The good, the bad and the most likely: projecting the 2014 football season for Utah State
Laura Seitz, Deseret News
The Aggies are less than a week away from a huge clash against the University of Tennessee. That gives us enough time to break down each of the possible scenarios facing Utah State in what I like to call the good, the bad and the most likely.
Utah State overcame long odds a year ago to have a successful season even with the losses of some very key players due to injury during the course of the season. The short-handed Aggies ended up making an appearance in the Mountain West Conference championship game before falling 24-17 to Fresno State. They bounced back to secure a 21-14 win over Northern Illinois in the San Diego County Credit Union Poinsettia Bowl and a 9-5 record for the year.
This time around, senior quarterback Chuckie Keeton and running back Joe Hill are back on the field and looking to pick up where they left off when each had their seasons end so abruptly. That should bode well for the people of Logan, Utah, and Aggie fans everywhere.
While they were hit hard by graduation on the offensive line, the Aggies have plenty of talent returning on the offensive side of the ball. While back-up quarterback Darell Garretson led the Aggies to a solid season, the success or failure of Utah State rests on Keeton's shoulders. Keeton was in the middle of a monster season last year when he tore his ACL in a game against the BYU Cougars. Before the injury, he completed 69.4 percent of his passes for 1,388 yards and 18 touchdowns to just two interceptions. He also registered 241 yards and a pair of scores on the ground as one of the best dual-threat quarterbacks in the nation. Playing alongside him in the backfield will be running back Hill. Hill is an impressive back with a substantial amount of potential. He isn't the only skill-position player with the ability to make plays, however. The Aggies return three of their best five receivers in Brandon Swindall, JoJo Natson and Ronald Butler. Natson isn't a big target, but he led the team with 59 receptions for 395 yards and two scores. While Swindall didn't have as many catches or yards as Natson, he did lead the team with six touchdowns receptions.
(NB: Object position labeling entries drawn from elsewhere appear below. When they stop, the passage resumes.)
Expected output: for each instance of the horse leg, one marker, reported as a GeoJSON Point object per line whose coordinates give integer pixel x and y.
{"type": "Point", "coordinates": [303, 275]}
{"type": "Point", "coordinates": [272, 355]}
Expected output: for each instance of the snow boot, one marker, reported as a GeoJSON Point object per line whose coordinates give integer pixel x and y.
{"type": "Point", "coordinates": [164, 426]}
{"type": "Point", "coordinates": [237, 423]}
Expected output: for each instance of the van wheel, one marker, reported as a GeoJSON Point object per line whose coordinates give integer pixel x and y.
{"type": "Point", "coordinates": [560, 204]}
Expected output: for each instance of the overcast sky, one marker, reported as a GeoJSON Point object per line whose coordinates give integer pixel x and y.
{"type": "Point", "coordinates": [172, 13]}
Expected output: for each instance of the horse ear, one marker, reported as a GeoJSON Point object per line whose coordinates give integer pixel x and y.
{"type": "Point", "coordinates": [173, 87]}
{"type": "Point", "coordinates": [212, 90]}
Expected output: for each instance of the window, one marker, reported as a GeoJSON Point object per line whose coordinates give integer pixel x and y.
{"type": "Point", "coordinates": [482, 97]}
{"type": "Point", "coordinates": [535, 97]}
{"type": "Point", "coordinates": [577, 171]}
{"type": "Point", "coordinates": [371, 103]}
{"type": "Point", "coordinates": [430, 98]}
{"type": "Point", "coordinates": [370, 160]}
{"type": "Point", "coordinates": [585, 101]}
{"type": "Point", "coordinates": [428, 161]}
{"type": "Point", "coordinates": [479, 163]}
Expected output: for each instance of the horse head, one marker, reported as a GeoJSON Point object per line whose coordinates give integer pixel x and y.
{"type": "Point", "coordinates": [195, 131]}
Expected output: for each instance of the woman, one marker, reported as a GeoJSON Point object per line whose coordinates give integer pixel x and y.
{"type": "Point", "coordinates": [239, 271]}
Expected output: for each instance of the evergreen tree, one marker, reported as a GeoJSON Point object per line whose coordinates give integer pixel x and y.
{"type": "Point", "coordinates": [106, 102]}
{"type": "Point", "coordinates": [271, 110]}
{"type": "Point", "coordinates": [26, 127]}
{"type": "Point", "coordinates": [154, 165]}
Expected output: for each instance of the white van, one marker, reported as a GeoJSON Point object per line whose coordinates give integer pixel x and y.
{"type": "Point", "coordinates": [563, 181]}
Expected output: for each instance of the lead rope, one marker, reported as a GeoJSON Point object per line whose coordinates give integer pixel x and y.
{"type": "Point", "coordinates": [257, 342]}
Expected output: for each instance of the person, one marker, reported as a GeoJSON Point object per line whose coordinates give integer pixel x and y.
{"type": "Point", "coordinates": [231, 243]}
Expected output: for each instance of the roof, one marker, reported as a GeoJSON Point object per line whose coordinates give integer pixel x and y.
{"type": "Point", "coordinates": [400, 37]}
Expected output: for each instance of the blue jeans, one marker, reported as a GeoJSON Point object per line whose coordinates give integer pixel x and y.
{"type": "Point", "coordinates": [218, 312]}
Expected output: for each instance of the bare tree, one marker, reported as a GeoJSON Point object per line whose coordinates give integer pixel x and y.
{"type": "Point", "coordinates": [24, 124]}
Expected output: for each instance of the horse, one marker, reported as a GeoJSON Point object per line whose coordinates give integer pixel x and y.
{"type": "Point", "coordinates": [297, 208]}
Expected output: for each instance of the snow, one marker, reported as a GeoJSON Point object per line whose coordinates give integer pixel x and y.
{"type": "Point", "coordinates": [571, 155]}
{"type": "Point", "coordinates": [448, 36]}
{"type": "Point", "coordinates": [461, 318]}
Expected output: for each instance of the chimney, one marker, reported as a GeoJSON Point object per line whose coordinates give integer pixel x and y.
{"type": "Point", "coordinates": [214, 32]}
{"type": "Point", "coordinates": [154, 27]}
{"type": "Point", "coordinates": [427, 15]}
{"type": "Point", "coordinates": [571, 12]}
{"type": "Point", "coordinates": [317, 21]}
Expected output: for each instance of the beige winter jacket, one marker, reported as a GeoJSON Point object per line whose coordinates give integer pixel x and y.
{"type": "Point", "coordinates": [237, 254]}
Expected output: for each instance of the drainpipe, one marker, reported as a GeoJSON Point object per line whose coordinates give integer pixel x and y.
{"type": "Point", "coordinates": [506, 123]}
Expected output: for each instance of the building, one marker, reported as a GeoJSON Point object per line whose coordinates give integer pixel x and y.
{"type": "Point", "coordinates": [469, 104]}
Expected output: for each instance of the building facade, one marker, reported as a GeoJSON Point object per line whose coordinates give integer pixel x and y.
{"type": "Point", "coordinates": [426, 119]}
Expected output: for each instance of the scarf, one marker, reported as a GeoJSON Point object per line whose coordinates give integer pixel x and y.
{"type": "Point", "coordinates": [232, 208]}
The defensive side of the ball also has its fair share of returning starters who made a big impact in 2013. The talent starts on the defensive line where B.J. Larsen and Jordan Nielsen are back. While neither has stats that will blow you away, they are both fantastic at controlling the line of scrimmage and opening up lanes for linebackers to make plays. That kind of pressure up front will leave plenty of space for Kyler Fackrell, and brothers Nick Vigil and Zach Vigil to hit everything that moves. All three are sure tacklers who can get into the backfield and create problems for opposing offenses.
With so much returning talent, the best-case scenario for the Aggies is a Heisman-caliber season from Keeton and a shot at an undefeated season. They do have three very tough road games against Tennessee, BYU and Boise State, but all three are winnable if Utah State can play mistake-free football. If the offense struggles to get it done on occasion, the Aggies can lean on its gifted front seven to carry the team to help bring wins.
While more than a handful of stars return to the field for Utah State, the Aggies were still hit very hard by graduation. Only one full-time starter on the offensive line is back in Kevin Whimpey. With two of their most important players on the mend, the line will have to gel quickly to make sure they can stay totally healthy. Also gone on offense are leading rusher Joey DeMartino (1,221 yards and 13 touchdowns), as well as the two leading receivers based on yards in Travis Reynolds (51 catches, 832 yards, four touchdowns) and Travis Van Leeuwen (52 catches, 661 yards, three touchdowns).